ALERGIAS E INTOLERANCIAS
El hecho que la leche animal representa. Una fuente esencial, incluso irreemplazable de proteínas, calcio y fosforo, para una alimentación saludable, es un concepto que hace el objeto de controversias por parte de varios nutricionistas. Atribuyen a la leche animal factores anti-nutricionales, como por ejemplo la presencia de ácidos grasos saturados y de alérgenos. Otra crítica puede añadirse: el aumento de las intolerancias digestivas.
La lactosa (el azúcar de la leche) está hecho a partir de dos azúcares principales, la galactosa y la glucosa.
Se encuentra en todos los productos de consumo habitual como helados, leches animales, yogures, cremas, en el queso y también en la leche materna. Para poder ser metabolizado por el intestino, la lactosa debe, en primer lugar, fraccionarse en monosacáridos, que son azúcares simples. La enzima que hace esta ruptura posible es la lactasa, la B galactosidasa activa en el intestino delgado. En el caso de los bebés, la cantidad de lactasa es elevada, permitiendo la digestión de la leche materna. Sin embargo, a la edad adulta esta enzima está mucho menos presente lo que dificulta la digestión de la lactosa, y este fenómeno aumenta en el caso de las personas de edad avanzada.
Aunque no existen cifras exactas, hay varios millones de personas en Europa con problemas derivados del consumo de lactosa o leche de vaca, problemas que junto con la alergia al gluten constituyen una las intolerancias alimenticias más comunes. Hay varios motivos para ser precavido en el consumo de leche. Estos son los principales: 1.- Indigestión de la lactosa, también conocido como intolerancia a la lactosa.

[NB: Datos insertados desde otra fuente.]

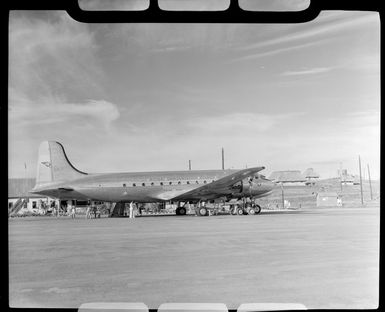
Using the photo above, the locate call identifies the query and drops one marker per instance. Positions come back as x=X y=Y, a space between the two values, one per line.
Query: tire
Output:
x=202 y=211
x=251 y=211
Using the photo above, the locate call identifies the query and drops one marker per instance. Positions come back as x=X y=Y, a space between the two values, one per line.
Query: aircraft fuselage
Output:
x=152 y=186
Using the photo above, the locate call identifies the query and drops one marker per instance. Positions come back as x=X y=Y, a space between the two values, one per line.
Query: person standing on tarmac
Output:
x=73 y=212
x=131 y=215
x=88 y=212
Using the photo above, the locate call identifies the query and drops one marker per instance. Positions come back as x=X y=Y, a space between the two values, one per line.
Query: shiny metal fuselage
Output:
x=150 y=186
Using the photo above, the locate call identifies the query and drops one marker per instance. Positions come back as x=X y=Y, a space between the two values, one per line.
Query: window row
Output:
x=166 y=183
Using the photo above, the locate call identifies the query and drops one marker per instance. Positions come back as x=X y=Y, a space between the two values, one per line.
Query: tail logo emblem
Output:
x=46 y=163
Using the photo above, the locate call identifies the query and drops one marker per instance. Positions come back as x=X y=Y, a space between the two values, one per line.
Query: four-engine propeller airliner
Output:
x=58 y=178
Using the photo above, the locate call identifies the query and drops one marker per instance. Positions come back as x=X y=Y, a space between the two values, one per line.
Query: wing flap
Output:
x=220 y=184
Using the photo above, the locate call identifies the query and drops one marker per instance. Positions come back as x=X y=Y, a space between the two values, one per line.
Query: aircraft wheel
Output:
x=251 y=211
x=202 y=211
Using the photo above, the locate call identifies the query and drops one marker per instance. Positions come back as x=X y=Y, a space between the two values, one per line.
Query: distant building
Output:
x=311 y=176
x=327 y=199
x=19 y=198
x=348 y=179
x=288 y=177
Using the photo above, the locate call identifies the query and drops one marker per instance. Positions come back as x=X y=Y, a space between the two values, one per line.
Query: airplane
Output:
x=58 y=178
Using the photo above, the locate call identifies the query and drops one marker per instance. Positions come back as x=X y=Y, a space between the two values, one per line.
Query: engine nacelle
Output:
x=255 y=187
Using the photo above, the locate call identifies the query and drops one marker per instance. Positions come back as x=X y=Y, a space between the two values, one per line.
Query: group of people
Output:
x=92 y=210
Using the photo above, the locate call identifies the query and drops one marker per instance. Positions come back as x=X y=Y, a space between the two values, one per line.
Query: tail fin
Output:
x=53 y=165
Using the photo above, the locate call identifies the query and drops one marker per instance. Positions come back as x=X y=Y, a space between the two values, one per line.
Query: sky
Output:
x=150 y=97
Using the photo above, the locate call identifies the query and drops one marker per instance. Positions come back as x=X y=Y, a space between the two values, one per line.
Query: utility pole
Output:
x=223 y=159
x=283 y=197
x=370 y=184
x=362 y=197
x=341 y=176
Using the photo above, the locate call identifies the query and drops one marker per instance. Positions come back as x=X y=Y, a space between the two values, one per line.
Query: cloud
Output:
x=321 y=26
x=113 y=5
x=274 y=5
x=274 y=51
x=54 y=71
x=53 y=110
x=316 y=70
x=244 y=124
x=53 y=56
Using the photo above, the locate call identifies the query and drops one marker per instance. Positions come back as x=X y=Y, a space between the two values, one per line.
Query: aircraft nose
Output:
x=269 y=185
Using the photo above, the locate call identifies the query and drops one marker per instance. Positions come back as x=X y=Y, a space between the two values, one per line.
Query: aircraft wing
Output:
x=220 y=184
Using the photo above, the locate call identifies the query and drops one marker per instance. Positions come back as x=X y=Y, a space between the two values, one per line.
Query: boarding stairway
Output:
x=17 y=206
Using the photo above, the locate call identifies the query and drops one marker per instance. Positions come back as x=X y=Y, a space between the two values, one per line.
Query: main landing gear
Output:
x=181 y=210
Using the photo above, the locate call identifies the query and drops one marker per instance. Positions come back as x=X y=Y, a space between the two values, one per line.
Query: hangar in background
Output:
x=290 y=177
x=311 y=176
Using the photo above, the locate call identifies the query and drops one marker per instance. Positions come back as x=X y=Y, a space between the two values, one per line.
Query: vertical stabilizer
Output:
x=53 y=165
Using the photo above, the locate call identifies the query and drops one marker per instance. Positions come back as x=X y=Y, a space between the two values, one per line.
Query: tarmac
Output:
x=322 y=258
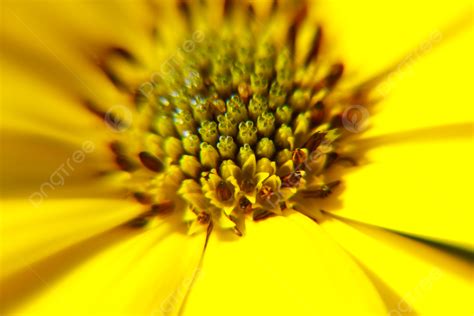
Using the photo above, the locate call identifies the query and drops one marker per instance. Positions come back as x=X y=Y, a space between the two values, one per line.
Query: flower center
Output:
x=232 y=128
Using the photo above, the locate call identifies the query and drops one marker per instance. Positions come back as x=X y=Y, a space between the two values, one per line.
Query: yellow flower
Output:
x=256 y=158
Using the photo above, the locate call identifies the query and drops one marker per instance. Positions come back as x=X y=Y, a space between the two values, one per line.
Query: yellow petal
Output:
x=139 y=274
x=432 y=90
x=283 y=266
x=32 y=230
x=423 y=280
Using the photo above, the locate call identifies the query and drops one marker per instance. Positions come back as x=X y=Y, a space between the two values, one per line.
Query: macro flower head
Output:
x=236 y=157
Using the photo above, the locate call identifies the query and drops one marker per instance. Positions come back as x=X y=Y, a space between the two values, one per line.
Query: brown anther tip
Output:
x=261 y=215
x=299 y=157
x=150 y=161
x=125 y=163
x=291 y=180
x=224 y=191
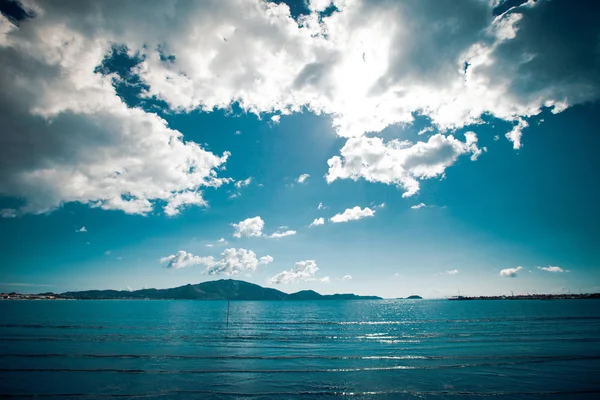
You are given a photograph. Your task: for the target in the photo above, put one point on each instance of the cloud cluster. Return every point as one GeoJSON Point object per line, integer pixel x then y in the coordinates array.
{"type": "Point", "coordinates": [68, 137]}
{"type": "Point", "coordinates": [317, 222]}
{"type": "Point", "coordinates": [399, 163]}
{"type": "Point", "coordinates": [510, 272]}
{"type": "Point", "coordinates": [278, 234]}
{"type": "Point", "coordinates": [302, 271]}
{"type": "Point", "coordinates": [552, 268]}
{"type": "Point", "coordinates": [243, 183]}
{"type": "Point", "coordinates": [249, 227]}
{"type": "Point", "coordinates": [352, 214]}
{"type": "Point", "coordinates": [232, 262]}
{"type": "Point", "coordinates": [303, 178]}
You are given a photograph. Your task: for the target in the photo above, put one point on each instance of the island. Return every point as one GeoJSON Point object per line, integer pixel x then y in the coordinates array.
{"type": "Point", "coordinates": [224, 289]}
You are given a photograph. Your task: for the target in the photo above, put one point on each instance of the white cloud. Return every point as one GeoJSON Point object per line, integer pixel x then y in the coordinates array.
{"type": "Point", "coordinates": [352, 214]}
{"type": "Point", "coordinates": [232, 262]}
{"type": "Point", "coordinates": [180, 200]}
{"type": "Point", "coordinates": [277, 235]}
{"type": "Point", "coordinates": [265, 260]}
{"type": "Point", "coordinates": [245, 182]}
{"type": "Point", "coordinates": [515, 134]}
{"type": "Point", "coordinates": [510, 272]}
{"type": "Point", "coordinates": [303, 178]}
{"type": "Point", "coordinates": [551, 268]}
{"type": "Point", "coordinates": [317, 222]}
{"type": "Point", "coordinates": [302, 271]}
{"type": "Point", "coordinates": [319, 5]}
{"type": "Point", "coordinates": [70, 138]}
{"type": "Point", "coordinates": [249, 227]}
{"type": "Point", "coordinates": [8, 213]}
{"type": "Point", "coordinates": [184, 259]}
{"type": "Point", "coordinates": [400, 163]}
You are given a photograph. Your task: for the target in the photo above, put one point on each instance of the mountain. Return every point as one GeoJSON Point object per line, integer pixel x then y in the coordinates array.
{"type": "Point", "coordinates": [224, 289]}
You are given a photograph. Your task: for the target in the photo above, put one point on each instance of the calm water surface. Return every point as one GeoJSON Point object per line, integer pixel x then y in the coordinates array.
{"type": "Point", "coordinates": [397, 349]}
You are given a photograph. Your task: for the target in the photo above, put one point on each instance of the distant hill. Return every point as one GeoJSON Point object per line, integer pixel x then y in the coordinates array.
{"type": "Point", "coordinates": [224, 289]}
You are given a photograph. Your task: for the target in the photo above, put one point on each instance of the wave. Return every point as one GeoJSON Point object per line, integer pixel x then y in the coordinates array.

A menudo interpretada como alergia a la lactosa, los problemas de digestión de la lactosa son, más bien, intolerancias. Cuando el aparato digestivo no produce suficiente lactase para fraccionar la lactosa en azúcares simples, se produce una fermentación en el intestino delgado que provoca gases, molestias intestinales y diarreas. En casos de intolerancia es aconsejable evitar la leche, tanto líquida como en polvo.
2.- Alergia a la leche. El sistema inmunitario del cuerpo reacciona en la mayoría de los casos a las proteínas contenidas en el leche, la caseína y la lactoalbúmina. Los síntomas más frecuentes son eczemas cutáneos, un tipo de bronquitis, asma, tos, bajada de tensión, molestias intestinales y diarrea. 3.- Intolerancia a la caseína. Ciertas personas sufren también de intolerancia a la caseína de la leche. En este caso es el sistema inmunológico del cuerpo que produce lgA (Inmunoglobulina A) y anticuerpos IgG específicos anticaseína. Para este tipo de intolerancia tanto el tipo de alteración fisiologica como los síntomas chimicos se asemejan mucho a los de las alergias al gluten. Reducir el consumo de leche para una mejor salud! Hoy día sabemos que es posible sustituir, sin ninguna carencia nutricional, la leche animal por otras bebidas vegetales.